Does anyone have a good OCR solution with V2?

Get help with using AutoHotkey (v2 or newer) and its commands and hotkeys
Dgls
Posts: 12
Joined: 11 Jan 2023, 21:53

Does anyone have a good OCR solution with V2?

14 Jan 2023, 02:47

My use case is very straight forward. I want to locate very clear and specific text labels in the GUI of an app. They are quite limited in number and where they can appear, size and font is fixed.
I'm really hoping for something that works with V2 test scripts out of the box. I'm working with a 3rd monitor located placed above and to the right of the primary one (negative Y coordinates) which seems to make various AHK primitive functions not work (have to do DllCall, etc), so I'm wary of this, hoping for something that works o.k. without too much r&d on this...
Thanks for any hints.
Dgls
Posts: 12
Joined: 11 Jan 2023, 21:53

Re: Does anyone have a good OCR solution with V2?

14 Jan 2023, 21:44

I've just tested Vis2 which seems to work. Problem is it's written in V1.
I'm new to AHK and it seems only reasonable to do all my coding in V2 which is a more conventional and orthogonal language wise, than V1.
V1 seems very idiosyncratic and ad hoc. I'd really rather not deal with it, if possible.
Problem is so examples and existing code it written in it....
User avatar
mikeyww
Posts: 27324
Joined: 09 Sep 2014, 18:38

Re: Does anyone have a good OCR solution with V2?

14 Jan 2023, 22:15

A fantastic learning opportunity! You can translate the script and then post it! :)

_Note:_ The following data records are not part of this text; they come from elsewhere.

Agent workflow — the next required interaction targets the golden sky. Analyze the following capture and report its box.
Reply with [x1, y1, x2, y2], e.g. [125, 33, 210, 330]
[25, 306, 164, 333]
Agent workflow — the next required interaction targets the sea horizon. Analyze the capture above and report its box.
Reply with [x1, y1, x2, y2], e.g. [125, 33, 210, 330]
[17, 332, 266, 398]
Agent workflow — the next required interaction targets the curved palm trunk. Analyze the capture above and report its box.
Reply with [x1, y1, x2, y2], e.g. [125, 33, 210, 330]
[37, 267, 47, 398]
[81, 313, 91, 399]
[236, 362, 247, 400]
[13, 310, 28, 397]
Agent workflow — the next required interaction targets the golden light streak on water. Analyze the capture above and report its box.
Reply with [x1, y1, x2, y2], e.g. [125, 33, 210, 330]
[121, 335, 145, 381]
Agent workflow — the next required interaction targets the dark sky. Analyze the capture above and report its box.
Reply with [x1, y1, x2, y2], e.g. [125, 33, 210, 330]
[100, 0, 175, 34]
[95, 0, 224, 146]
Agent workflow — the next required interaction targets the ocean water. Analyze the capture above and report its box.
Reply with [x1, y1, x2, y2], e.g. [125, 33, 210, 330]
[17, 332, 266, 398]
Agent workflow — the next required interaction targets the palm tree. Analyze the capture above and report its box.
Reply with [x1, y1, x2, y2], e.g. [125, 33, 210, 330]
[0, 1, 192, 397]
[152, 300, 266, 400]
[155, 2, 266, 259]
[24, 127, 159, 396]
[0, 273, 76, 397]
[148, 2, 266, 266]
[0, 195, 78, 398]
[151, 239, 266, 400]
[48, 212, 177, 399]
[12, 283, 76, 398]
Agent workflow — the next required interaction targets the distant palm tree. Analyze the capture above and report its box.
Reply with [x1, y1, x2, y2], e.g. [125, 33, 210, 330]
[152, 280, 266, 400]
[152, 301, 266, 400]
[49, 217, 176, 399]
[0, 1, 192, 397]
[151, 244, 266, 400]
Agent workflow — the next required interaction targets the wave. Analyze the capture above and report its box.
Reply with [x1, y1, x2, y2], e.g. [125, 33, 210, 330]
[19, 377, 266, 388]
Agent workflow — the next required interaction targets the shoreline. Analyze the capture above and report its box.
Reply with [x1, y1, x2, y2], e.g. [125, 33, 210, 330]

I would also like to ask a small favor. If you can translate Gdip_All and also JSON.ahk at the same time, it would be great, even fantastic.

:roll:
Dgls
Posts: 12
Joined: 11 Jan 2023, 21:53

Re: Does anyone have a good OCR solution with V2?

15 Jan 2023, 02:14

thqby wrote:
14 Jan 2023, 22:23
https://github.com/thqby/ahk2_lib/tree/master/RapidOcr

This is a local ocr, which uses CPU for reasoning.
Thanks, looks very promising. Is there a simple usage example(s) anywhere?
User avatar
thqby
Posts: 433
Joined: 16 Apr 2021, 11:18
Contact:

Re: Does anyone have a good OCR solution with V2?

15 Jan 2023, 07:50

At the back of the source code.
Dgls
Posts: 12
Joined: 11 Jan 2023, 21:53

Re: Does anyone have a good OCR solution with V2?

15 Jan 2023, 20:12

Great, the jpg file ocr test works for me!
I want to ocr parse the app window to determine the gui layout state before I blindly send mouse clicks to it.
This will involve capturing smaller rectangles to test their contents.
Does RapidOcr have screen grab capabilities or would ank2_lib/wincapture be the way to do it?
btw; Thanks for the library.
Allen
Posts: 20
Joined: 29 Jan 2019, 10:01

Re: Does anyone have a good OCR solution with V2?

14 Mar 2024, 04:40

I had a similar situation last year when I needed to automate some tasks in an app that involved recognizing specific text labels. The regular tools I tried weren't cutting it, especially because my setup also included a multi-monitor arrangement with quirky coordinates. After a bit of searching and trial and error, I landed on an OCR solution that worked wonders for my project.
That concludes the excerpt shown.